Sarawak Energy made a great presentation to the United Nations in Geneva last month, boasting about their plans to resettle the Penan, after forcing them from their homeland in Murum to make way for the latest controversial dam project.
It seemed they were going to be moved from a deprived existence (true, especially since Taib took their forest) and placed into a modern settlement with schools, clinics, training, lands, comfortable accommodation and a great compensation package!
As SEB’s statement to the UN put it:
“These arrangements represent a massive and immediate improvement in the standard of living [for the Penan]”
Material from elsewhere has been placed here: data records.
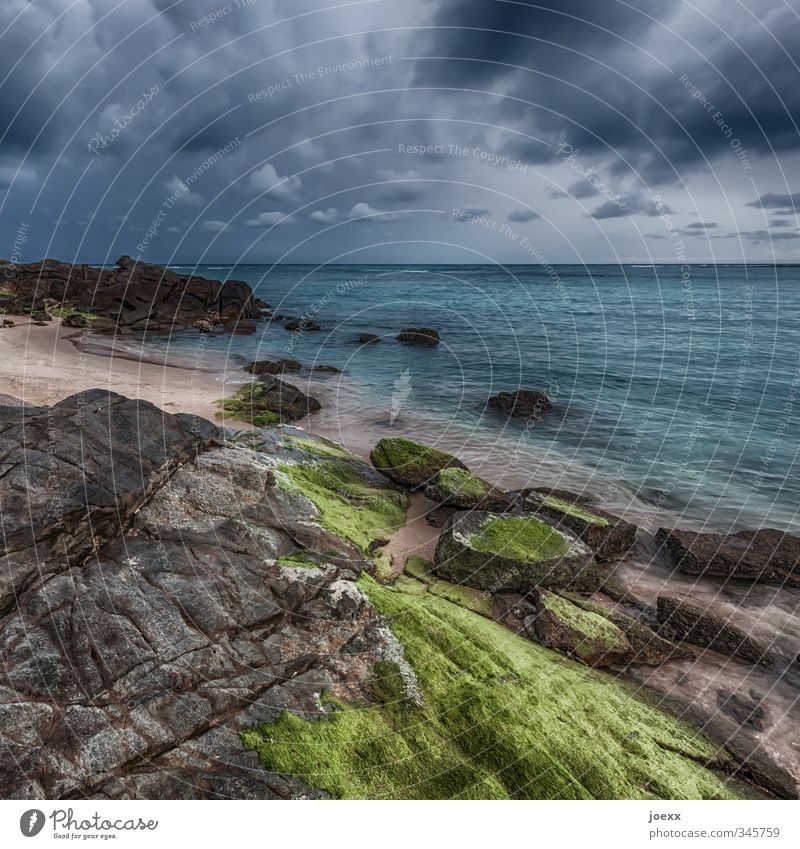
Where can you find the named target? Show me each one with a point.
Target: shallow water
(673, 395)
(674, 403)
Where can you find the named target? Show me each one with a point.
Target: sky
(421, 131)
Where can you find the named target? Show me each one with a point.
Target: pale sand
(40, 365)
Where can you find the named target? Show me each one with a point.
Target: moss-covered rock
(647, 647)
(258, 367)
(350, 504)
(500, 717)
(502, 553)
(461, 489)
(266, 402)
(579, 633)
(608, 536)
(410, 464)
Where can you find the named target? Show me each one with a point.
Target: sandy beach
(42, 365)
Make no bones about it, according to SEB, the main beneficiaries of this dam are designed to be the down-trodden local Kenyah and Penan people.
Helping these very tribes is the key ambition of CEO Torstein Sjotveit, as he launches his extraordinary dam building spree in Sarawak. Benefitting these ‘backward’ people is what drives and motivates him, according to endless statements he has made.
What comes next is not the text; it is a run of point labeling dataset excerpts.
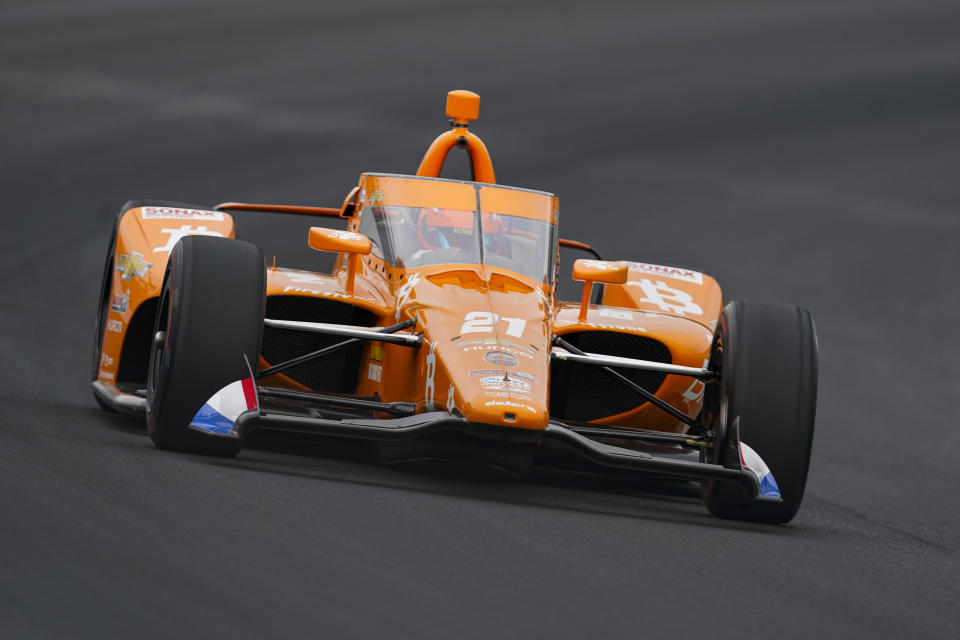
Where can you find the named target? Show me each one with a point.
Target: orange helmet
(444, 228)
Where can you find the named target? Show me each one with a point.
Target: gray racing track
(805, 152)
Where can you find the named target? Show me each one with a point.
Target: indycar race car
(439, 335)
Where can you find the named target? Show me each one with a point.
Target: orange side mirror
(600, 271)
(590, 271)
(354, 244)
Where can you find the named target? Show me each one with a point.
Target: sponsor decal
(501, 359)
(132, 264)
(485, 372)
(304, 277)
(616, 314)
(602, 265)
(491, 347)
(326, 294)
(667, 298)
(403, 293)
(523, 376)
(508, 403)
(451, 399)
(502, 383)
(670, 272)
(431, 370)
(120, 302)
(345, 235)
(496, 342)
(620, 327)
(483, 322)
(694, 392)
(175, 213)
(185, 230)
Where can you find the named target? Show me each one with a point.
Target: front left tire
(210, 316)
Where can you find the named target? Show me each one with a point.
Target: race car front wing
(239, 409)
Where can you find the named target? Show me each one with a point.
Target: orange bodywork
(487, 331)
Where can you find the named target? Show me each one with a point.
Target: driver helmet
(446, 228)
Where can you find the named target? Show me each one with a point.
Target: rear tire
(103, 306)
(211, 312)
(768, 361)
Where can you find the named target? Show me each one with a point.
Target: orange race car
(439, 335)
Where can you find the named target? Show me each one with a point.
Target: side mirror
(590, 271)
(353, 244)
(338, 241)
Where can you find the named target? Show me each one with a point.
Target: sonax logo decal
(132, 264)
(670, 272)
(120, 302)
(667, 298)
(174, 213)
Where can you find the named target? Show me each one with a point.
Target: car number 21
(483, 322)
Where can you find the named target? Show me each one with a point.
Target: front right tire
(209, 318)
(767, 358)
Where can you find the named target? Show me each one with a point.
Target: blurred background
(803, 152)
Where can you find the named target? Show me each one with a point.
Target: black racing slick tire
(210, 316)
(767, 358)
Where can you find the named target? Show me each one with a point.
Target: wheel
(103, 306)
(767, 358)
(209, 317)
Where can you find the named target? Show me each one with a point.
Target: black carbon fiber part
(582, 392)
(336, 372)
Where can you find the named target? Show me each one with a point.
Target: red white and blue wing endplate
(752, 461)
(218, 414)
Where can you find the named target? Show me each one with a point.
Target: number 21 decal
(483, 321)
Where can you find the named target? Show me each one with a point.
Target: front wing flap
(237, 409)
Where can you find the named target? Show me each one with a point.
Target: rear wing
(344, 211)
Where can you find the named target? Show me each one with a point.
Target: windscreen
(415, 222)
(409, 237)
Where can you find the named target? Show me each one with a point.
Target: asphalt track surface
(804, 152)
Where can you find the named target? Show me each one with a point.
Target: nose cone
(489, 346)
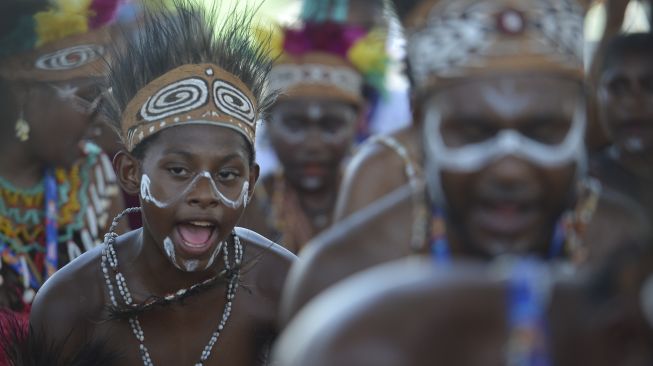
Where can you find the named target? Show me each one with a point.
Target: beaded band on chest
(190, 94)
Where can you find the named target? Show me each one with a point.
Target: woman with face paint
(321, 74)
(188, 288)
(57, 191)
(505, 173)
(517, 312)
(626, 105)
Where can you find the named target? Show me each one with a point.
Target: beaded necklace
(288, 218)
(529, 293)
(109, 264)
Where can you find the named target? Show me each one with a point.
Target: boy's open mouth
(196, 236)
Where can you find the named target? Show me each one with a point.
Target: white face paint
(507, 142)
(474, 156)
(315, 111)
(68, 93)
(188, 265)
(235, 202)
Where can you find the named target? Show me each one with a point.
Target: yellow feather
(369, 54)
(67, 18)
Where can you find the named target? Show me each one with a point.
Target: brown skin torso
(279, 214)
(509, 205)
(382, 233)
(375, 171)
(409, 314)
(75, 300)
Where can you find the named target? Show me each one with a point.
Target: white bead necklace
(110, 260)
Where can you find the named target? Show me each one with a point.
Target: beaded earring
(22, 128)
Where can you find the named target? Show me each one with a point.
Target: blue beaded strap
(20, 265)
(51, 224)
(528, 295)
(439, 244)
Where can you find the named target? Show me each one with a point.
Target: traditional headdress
(179, 69)
(329, 59)
(62, 40)
(449, 39)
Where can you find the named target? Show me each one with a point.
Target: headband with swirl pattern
(449, 39)
(190, 94)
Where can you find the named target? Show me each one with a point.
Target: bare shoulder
(618, 220)
(70, 300)
(266, 264)
(265, 248)
(376, 234)
(361, 185)
(367, 311)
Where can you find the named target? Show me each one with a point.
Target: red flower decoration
(329, 37)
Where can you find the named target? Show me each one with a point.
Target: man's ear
(254, 172)
(128, 170)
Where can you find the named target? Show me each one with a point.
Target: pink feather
(104, 11)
His own multi-million dollar salary and Taib’s huge business contracts have nothing to do with it.
Except, in the first film report to come out from the area the Penan are now saying that in fact their lives have become immediately far worse in this new place, which they describe as a hellhole and with good reason.
[youtube http://www.youtube.com/watch?v=9GkQWaDCKDU]
Promises are cheap – why did Torstein Sjotveit not put them into a legal contract agreed with the Penan?
It was the same sort of exciting, but extremely vague promises that had persuaded some of the Penan to agree to be moved last month (particularly once SEB started impounding the dam and drowning their homes).
Others are still blockading the dam site and demanding fixed, guaranteed compensation before they agree to move to any resettlement, because they don’t trust verbal promises made by Taib Mahmud.
Bleak and miserable half-built site
But the truth is very different, despite the upbeat reports that poured out from the pack of journalists who were ferried up to the site by SEB last week as part of a three day all expenses tour to hear the company’s side of the Murum story.
Even the escorted journalists dared to mention that there have been disruptions to water supplies and only limited electricity at the site.
But now the plight of those who have moved to the resettlement area of Tegalung is painfully shown in the new film expose made by the People’s Documentary team, who managed to reach the isolated community.
What they found was a barren building site in the middle of nowhere, with none of the promised schools, clinics or churches and precious little in the way of amenities or lands.
The compensation terms are still vague and incomplete say the resettled folk.
They have no idea what they will eventually receive, if anything.
Judging on the treatment of previous dam refugees in Sarawak they should expect little. The people of Batang Ai and Bakun discovered that many of the things they had been promised for free, like their new homes, running water and electricity came with a price tag that they couldn’t afford.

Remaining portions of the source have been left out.